Industries covered by extensive cybersecurity requirements are not achieving better security results than less-regulated sectors, underscoring the need for rethinking the way policymakers approach securing critical infrastructure, according to Internet Security Alliance president and CEO Larry Clinton.
The question of increased cyber regulation is likely to come into focus as the Biden administration appoints new leaders at departments and agencies such as the Federal Communications Commission, and stands up a new Office of the National Cyber Director with a broad remit to coordinate cyber policy across government.
“Traditional regulation empirically doesn’t work, in fact as we will show later it’s actually anti-security as it wastes scarce cybersecurity resources. It is an outmoded methodology for a modern problem,” Clinton said Thursday in the latest in a series of blogs leading up to a package of recommendations on next steps in cyber policy. ISA launched the “national dialogue” on cyber policy needs in November.
“However,” Clinton wrote, “if we are going to construct a modern governance system, we have to know not just that the current system doesn’t work, but why it doesn’t work (it’s more than speed) so we can design a newer more effective method.” He said a new post is coming today on this topic.
In Thursday’s post, Clinton said regulation “is too slow, too reactive, static and it sets minimums when what we need is a dynamic model equipped to grow with the ever-evolving threat.”
He wrote, “One of the deficiencies of the regulatory model is that its goals are compliance and there is little incentive for entities to go beyond what the compliance standard is even if more is required to provide actual security effectiveness.”
Clinton cited a study by ESI ThoughtLab finding that the healthcare sector, despite extensive regulatory requirements, ranked eleventh out of 13 sectors “in terms of understanding cyber risk using state-of-the art quantitative methods and 13th out of 13 sectors in terms of plans to increase spending.
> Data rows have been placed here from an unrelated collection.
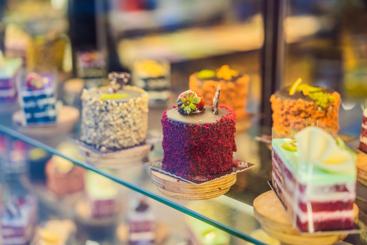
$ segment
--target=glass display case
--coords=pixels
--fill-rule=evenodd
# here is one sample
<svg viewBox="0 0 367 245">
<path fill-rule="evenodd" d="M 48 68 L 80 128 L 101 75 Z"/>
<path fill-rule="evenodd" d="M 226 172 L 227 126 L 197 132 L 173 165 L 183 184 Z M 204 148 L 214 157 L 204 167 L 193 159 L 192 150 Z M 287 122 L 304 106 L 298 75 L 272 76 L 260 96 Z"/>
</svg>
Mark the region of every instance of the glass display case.
<svg viewBox="0 0 367 245">
<path fill-rule="evenodd" d="M 367 94 L 362 92 L 366 50 L 363 25 L 346 16 L 362 21 L 367 6 L 363 1 L 352 1 L 40 0 L 40 16 L 29 19 L 28 12 L 36 4 L 6 1 L 0 15 L 5 37 L 0 45 L 5 57 L 0 57 L 0 71 L 3 60 L 20 57 L 24 74 L 15 69 L 7 78 L 13 82 L 6 84 L 16 89 L 18 101 L 7 98 L 0 102 L 3 244 L 32 240 L 37 244 L 43 239 L 88 245 L 285 244 L 269 236 L 254 213 L 255 198 L 271 190 L 269 100 L 299 77 L 308 85 L 335 90 L 342 100 L 338 133 L 351 149 L 358 148 L 362 98 Z M 24 12 L 24 19 L 18 19 Z M 87 26 L 88 21 L 95 21 L 90 25 L 94 30 Z M 95 36 L 86 37 L 93 33 Z M 40 74 L 50 71 L 57 73 L 57 78 L 45 81 Z M 97 130 L 90 129 L 95 127 L 105 137 L 113 127 L 113 121 L 124 119 L 124 114 L 112 117 L 110 123 L 101 127 L 94 122 L 86 123 L 84 119 L 92 118 L 95 111 L 124 106 L 126 101 L 104 109 L 91 107 L 87 113 L 83 109 L 94 102 L 88 104 L 86 94 L 90 94 L 84 89 L 108 85 L 108 80 L 115 82 L 104 89 L 108 91 L 96 92 L 101 100 L 128 96 L 127 92 L 118 94 L 114 86 L 129 75 L 108 75 L 112 71 L 131 73 L 132 80 L 124 87 L 124 80 L 122 89 L 130 84 L 140 87 L 132 89 L 139 94 L 145 94 L 141 89 L 147 90 L 150 100 L 141 102 L 146 102 L 147 108 L 149 102 L 149 112 L 142 110 L 141 120 L 132 123 L 139 125 L 148 118 L 146 140 L 132 148 L 108 151 L 104 145 L 86 144 L 98 137 L 83 140 L 85 132 L 89 129 L 90 133 L 97 133 Z M 164 191 L 168 187 L 157 188 L 151 169 L 143 164 L 163 158 L 162 114 L 177 104 L 182 91 L 193 89 L 192 84 L 200 84 L 194 90 L 201 90 L 205 97 L 204 82 L 216 84 L 215 92 L 216 83 L 228 75 L 236 85 L 224 89 L 221 84 L 219 101 L 242 103 L 236 111 L 233 158 L 254 166 L 237 173 L 229 191 L 221 195 L 200 200 L 170 197 Z M 244 86 L 240 82 L 243 80 Z M 0 98 L 2 90 L 9 89 L 3 84 L 0 77 Z M 226 95 L 231 89 L 233 93 Z M 191 94 L 184 93 L 181 101 L 193 99 Z M 212 96 L 207 97 L 207 104 L 211 104 L 207 101 Z M 50 116 L 54 113 L 58 119 Z M 33 116 L 37 123 L 24 123 Z M 112 131 L 110 138 L 114 133 L 128 134 L 117 125 L 121 128 Z M 184 182 L 179 178 L 174 181 Z M 360 229 L 338 244 L 367 243 L 367 191 L 357 183 Z M 29 214 L 22 217 L 25 213 Z M 15 217 L 21 221 L 20 227 L 12 226 Z M 65 226 L 65 230 L 56 232 L 55 226 Z M 12 236 L 19 228 L 22 232 Z M 34 237 L 24 231 L 27 229 L 36 231 Z"/>
</svg>

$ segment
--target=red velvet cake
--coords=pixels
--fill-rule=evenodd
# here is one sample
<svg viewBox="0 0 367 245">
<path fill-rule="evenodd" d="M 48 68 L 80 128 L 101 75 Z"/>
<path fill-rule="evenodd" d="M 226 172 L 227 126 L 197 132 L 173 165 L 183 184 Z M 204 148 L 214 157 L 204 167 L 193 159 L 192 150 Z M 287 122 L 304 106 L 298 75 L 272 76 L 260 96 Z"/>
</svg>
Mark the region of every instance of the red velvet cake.
<svg viewBox="0 0 367 245">
<path fill-rule="evenodd" d="M 178 107 L 163 113 L 163 169 L 188 178 L 207 177 L 230 169 L 237 150 L 236 113 L 220 105 L 214 114 L 211 106 L 204 106 L 198 93 L 188 91 L 179 97 Z M 182 96 L 187 98 L 179 101 Z"/>
<path fill-rule="evenodd" d="M 273 184 L 301 230 L 354 228 L 355 158 L 323 129 L 273 139 Z"/>
<path fill-rule="evenodd" d="M 367 101 L 363 110 L 363 119 L 362 122 L 362 129 L 359 138 L 359 149 L 367 153 Z"/>
</svg>

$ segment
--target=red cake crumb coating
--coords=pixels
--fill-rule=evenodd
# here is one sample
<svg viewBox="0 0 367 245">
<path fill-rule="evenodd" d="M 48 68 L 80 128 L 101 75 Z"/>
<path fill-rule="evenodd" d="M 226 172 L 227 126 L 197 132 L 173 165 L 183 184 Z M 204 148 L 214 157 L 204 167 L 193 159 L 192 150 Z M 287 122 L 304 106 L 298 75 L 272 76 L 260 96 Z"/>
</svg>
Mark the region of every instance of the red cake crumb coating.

The study also found that healthcare institutions on average vastly underestimated the probability of a cyber breach and less than half of the healthcare institutions had disaster recovery plans, cyber incident recovery plans or did regular cyber risk assessments or stress tests.”
Further, “The heavily regulated financial services industry did better than healthcare but, again despite detailed cyber regulations, was not the consensus industry leader as might have been expected. … Overall, the ESI study found heavily regulated sectors like finance and health regularly ranked often below generally unregulated sectors like tech, general automotive, and manufacturing sectors in several critical cybersecurity measures.”